Sinned after… Adam’s transgression Referring not to infants, but to all who lived during the patriarchate. They did not, like Adam, (nor like the Jews,) transgress a revealed law, but only the inner law written on the heart. (See note Romans 2:14.)

Paul now specifies three particulars of the antithesis, namely, the quality, the number, and the results, showing in each the excess of the good in Christ over the evil in Adam.

Verse 15

15. Offence… gift In QUALITY the former is evil, the latter is good. Much more then, a fortiori, should the latter abound rather than the former.

Grace The divine cause.

Gift The divine effect.

Many Literally, the many, that is, the mass of mankind.

Verse 16

16. By one… of many Contrast of NUMBER. By one sinner (supply also by one sin) was the condemnation; of many offences (supply also of many offenders) was the justification. By the apostle’s ellipsis the one sinner stands against many offences; but the very nature of the contrast shows the ellipses on both sides should be filled.

Verse 17

17. Death reigned… reign in life Contrast in RESULTS, the death-reign and the life-reign.

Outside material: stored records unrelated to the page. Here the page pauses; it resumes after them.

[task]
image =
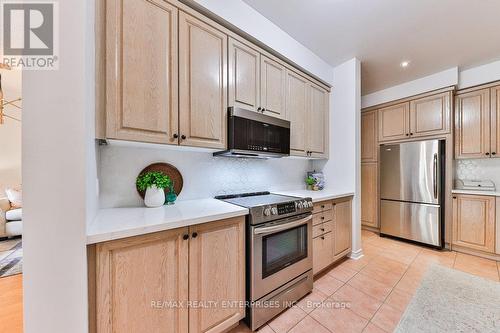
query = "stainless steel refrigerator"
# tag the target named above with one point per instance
(411, 187)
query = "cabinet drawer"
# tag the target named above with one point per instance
(322, 217)
(322, 228)
(322, 206)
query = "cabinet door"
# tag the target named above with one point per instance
(343, 226)
(472, 124)
(430, 115)
(369, 194)
(272, 87)
(369, 138)
(474, 222)
(317, 119)
(296, 109)
(322, 252)
(132, 273)
(394, 122)
(217, 273)
(202, 83)
(495, 121)
(244, 76)
(141, 71)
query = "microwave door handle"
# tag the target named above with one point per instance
(281, 227)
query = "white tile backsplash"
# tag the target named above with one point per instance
(204, 175)
(480, 169)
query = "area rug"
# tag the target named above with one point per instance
(453, 301)
(11, 257)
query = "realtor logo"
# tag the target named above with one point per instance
(29, 37)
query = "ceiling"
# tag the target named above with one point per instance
(433, 35)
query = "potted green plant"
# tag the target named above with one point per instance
(310, 181)
(154, 183)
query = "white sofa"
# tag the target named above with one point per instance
(11, 222)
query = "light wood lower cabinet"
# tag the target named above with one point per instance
(474, 222)
(143, 283)
(369, 194)
(332, 232)
(342, 217)
(322, 252)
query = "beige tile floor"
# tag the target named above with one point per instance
(377, 288)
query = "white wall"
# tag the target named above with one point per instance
(247, 19)
(204, 175)
(425, 84)
(342, 170)
(10, 132)
(479, 75)
(55, 144)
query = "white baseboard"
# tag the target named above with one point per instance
(355, 255)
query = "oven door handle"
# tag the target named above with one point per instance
(285, 226)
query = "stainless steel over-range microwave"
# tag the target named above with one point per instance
(252, 134)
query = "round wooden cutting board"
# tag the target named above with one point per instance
(170, 171)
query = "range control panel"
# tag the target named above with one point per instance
(286, 208)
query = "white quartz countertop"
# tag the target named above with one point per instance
(490, 193)
(316, 196)
(116, 223)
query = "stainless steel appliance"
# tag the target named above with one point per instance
(255, 135)
(411, 190)
(279, 252)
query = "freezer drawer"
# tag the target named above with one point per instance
(417, 222)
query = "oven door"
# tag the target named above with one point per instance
(280, 251)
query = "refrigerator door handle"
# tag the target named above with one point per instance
(435, 180)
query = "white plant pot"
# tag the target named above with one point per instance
(154, 197)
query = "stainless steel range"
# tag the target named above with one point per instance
(279, 252)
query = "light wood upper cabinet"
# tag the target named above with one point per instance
(495, 121)
(394, 122)
(244, 76)
(317, 121)
(474, 222)
(430, 115)
(297, 89)
(342, 211)
(369, 138)
(369, 194)
(472, 124)
(202, 83)
(141, 71)
(217, 272)
(272, 88)
(133, 272)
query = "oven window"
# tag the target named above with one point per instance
(283, 249)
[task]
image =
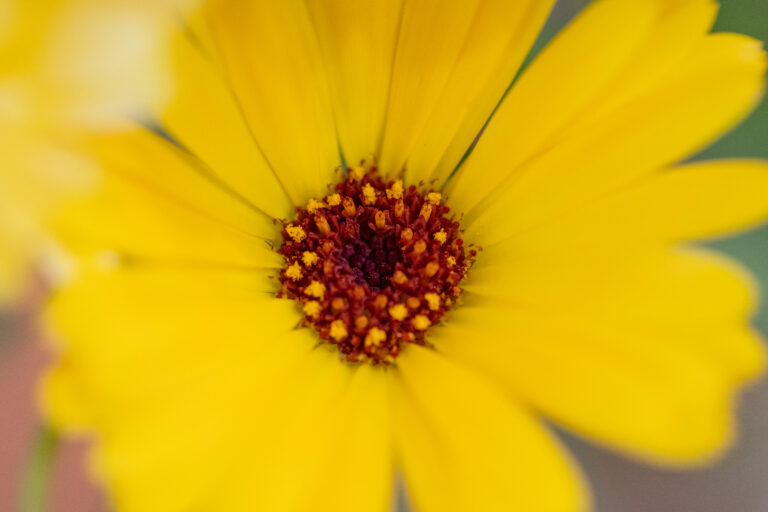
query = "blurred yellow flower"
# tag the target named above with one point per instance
(179, 346)
(65, 64)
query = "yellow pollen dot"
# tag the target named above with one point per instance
(338, 330)
(426, 211)
(309, 258)
(399, 209)
(396, 192)
(296, 233)
(315, 289)
(312, 308)
(349, 207)
(294, 272)
(322, 225)
(398, 312)
(434, 197)
(375, 337)
(433, 301)
(380, 219)
(369, 194)
(399, 277)
(421, 322)
(313, 205)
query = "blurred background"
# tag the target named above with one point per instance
(738, 483)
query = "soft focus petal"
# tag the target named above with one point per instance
(273, 60)
(463, 446)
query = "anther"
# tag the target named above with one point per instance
(313, 205)
(431, 268)
(413, 303)
(322, 225)
(309, 258)
(312, 308)
(375, 337)
(294, 272)
(399, 209)
(426, 211)
(433, 301)
(338, 330)
(296, 233)
(338, 304)
(369, 194)
(421, 322)
(315, 289)
(399, 277)
(398, 312)
(349, 207)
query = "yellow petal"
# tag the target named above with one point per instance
(130, 220)
(205, 118)
(196, 368)
(152, 162)
(710, 91)
(666, 288)
(452, 64)
(274, 64)
(358, 43)
(586, 55)
(463, 446)
(695, 201)
(360, 471)
(638, 392)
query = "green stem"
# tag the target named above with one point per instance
(34, 486)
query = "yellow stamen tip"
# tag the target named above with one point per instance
(433, 301)
(398, 312)
(369, 194)
(421, 322)
(313, 205)
(309, 258)
(338, 330)
(375, 337)
(426, 211)
(315, 289)
(296, 233)
(396, 192)
(312, 308)
(294, 272)
(357, 173)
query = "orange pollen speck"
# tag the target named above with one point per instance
(373, 265)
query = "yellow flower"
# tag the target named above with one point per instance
(65, 64)
(575, 292)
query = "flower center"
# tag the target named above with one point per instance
(374, 265)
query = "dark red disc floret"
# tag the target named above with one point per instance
(374, 265)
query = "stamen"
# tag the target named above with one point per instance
(373, 264)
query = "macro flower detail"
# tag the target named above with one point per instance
(251, 328)
(375, 264)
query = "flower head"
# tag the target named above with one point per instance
(282, 335)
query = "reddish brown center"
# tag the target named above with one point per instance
(374, 265)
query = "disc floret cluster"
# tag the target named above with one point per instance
(373, 264)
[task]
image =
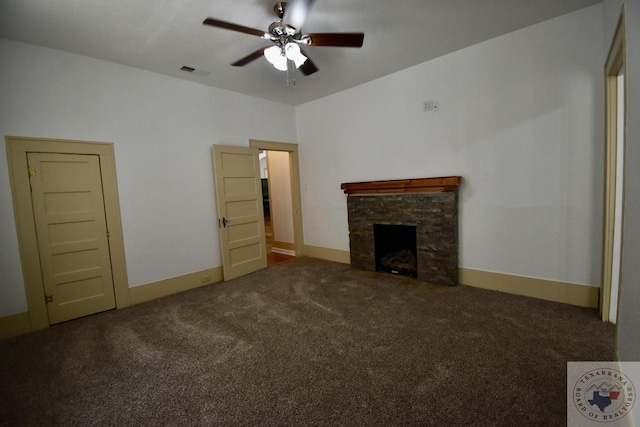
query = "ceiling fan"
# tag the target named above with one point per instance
(287, 37)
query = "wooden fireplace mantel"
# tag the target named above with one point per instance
(418, 185)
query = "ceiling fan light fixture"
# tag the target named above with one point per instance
(275, 56)
(292, 51)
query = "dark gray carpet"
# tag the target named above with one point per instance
(306, 342)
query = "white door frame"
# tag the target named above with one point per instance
(296, 197)
(614, 65)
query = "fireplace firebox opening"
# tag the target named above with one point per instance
(395, 249)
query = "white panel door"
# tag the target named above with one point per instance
(68, 207)
(240, 210)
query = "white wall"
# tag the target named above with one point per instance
(629, 314)
(520, 120)
(280, 196)
(162, 128)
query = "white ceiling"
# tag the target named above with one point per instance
(163, 35)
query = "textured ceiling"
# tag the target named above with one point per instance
(163, 35)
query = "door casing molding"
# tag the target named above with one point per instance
(294, 173)
(17, 149)
(615, 62)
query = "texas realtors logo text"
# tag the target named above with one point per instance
(604, 395)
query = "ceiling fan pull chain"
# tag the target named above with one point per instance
(290, 81)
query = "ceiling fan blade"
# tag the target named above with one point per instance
(233, 27)
(308, 67)
(337, 39)
(251, 57)
(296, 13)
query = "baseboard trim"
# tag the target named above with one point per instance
(283, 251)
(14, 325)
(329, 254)
(173, 285)
(550, 290)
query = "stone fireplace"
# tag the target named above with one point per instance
(407, 227)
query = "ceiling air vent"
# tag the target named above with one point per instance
(195, 71)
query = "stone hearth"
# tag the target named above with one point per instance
(429, 204)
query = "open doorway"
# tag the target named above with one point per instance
(277, 205)
(281, 200)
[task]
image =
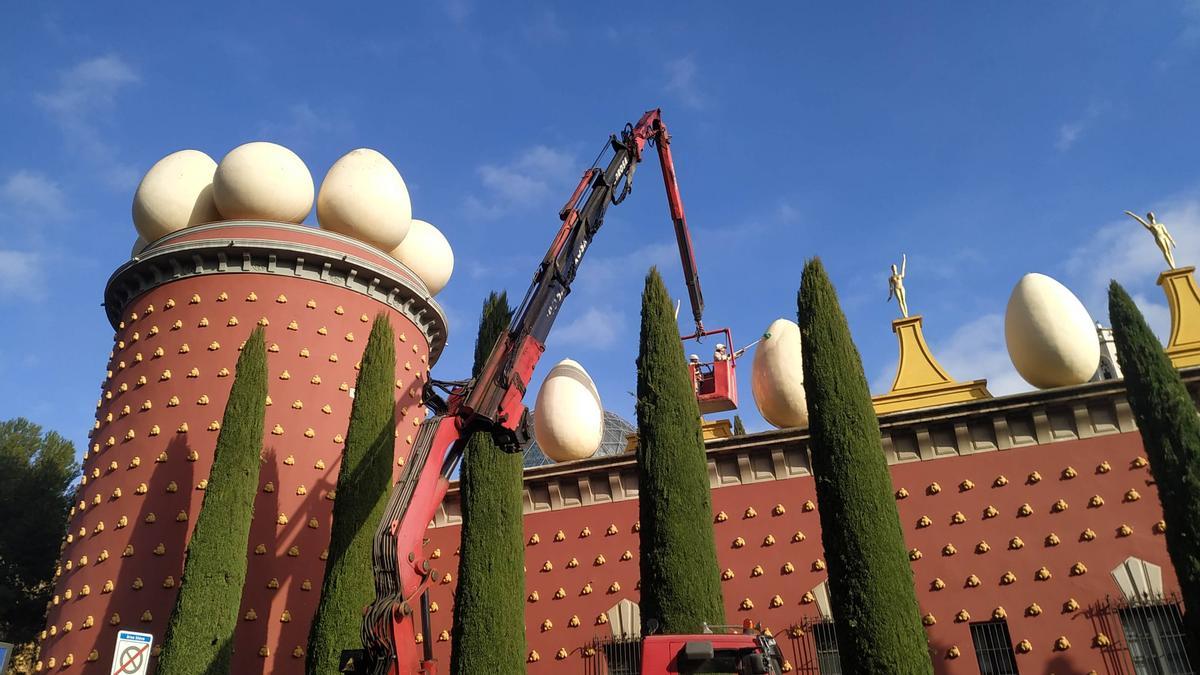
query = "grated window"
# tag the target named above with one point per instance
(994, 647)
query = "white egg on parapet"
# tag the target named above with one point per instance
(263, 180)
(365, 197)
(177, 192)
(1050, 336)
(777, 376)
(427, 252)
(568, 414)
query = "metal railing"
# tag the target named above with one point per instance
(1143, 637)
(621, 655)
(994, 647)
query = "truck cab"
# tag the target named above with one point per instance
(743, 653)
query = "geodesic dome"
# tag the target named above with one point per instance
(613, 441)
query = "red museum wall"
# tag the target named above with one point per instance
(797, 541)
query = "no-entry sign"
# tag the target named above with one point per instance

Receive Voluntarily and freely. Where, indeed, the being is not a free-agent, as an infant or idiot, the grace and gift are unconditional. This entire paragraph presents the divine idea of redemption as offered to man’s acceptance. Nothing but man’s voluntary rejection of the offer can prevent the idea from becoming realized, and resulting in his salvation.

Verse 18

18. Condemnation… justification From Adam’s offence resulted condemnation upon all men; from Christ’s righteousness, justification upon all men. The condemnation would have produced the exclusion of the race from existence by the infliction of immediate death upon Adam. (Note on Romans 11:32.) But the justification of all in view of the atonement secured the continuity of the race, by which every person comes into the world in a justified state. That justification is unto life that is, results in salvation unless forfeited by sin.

Says Dr. Wilbur Fisk on this verse: “Guilt is not imputed until, by a voluntary rejection of the Gospel, man makes the depravity of his nature the object of his own choice. Hence, although, abstractly considered, this depravity is destructive to the possessors, yet through the grace of the Gospel all are born free from condemnation.”

Verse 19

19. Made… made The Greek word signifies constituted or assigned the position of. From Adam the continued race is, by the law of natural descent, born and constituted sinners, (see note on Romans 5:12.) Yet justification by Christ overlies the condemnation at birth; and even when forfeited by sin may, by repentance and faith, be recovered, and mature into holiness and eternal life.

Verse 20

20. The law entered Subordinately, yet indispensably, to impose upon the evil deeds of men their guilt and responsibility as sins, so as to render Christ and grace necessary.

Abound Multiply in number. The more the law took the shape of special enactments, as in the Mosaic covenant, the more offences multiplied.

Sin abounded Sin multiplied, but grace abounded.

Verse 21

21. By Jesus Christ our Lord And so the apostle closes his contrast in rounded triumph with the glorious name and title of the divine hero, “the Captain of our salvation.” He has now depicted the elements of the remedy; he is henceforth ready to trace the process of the renovation produced by the remedy.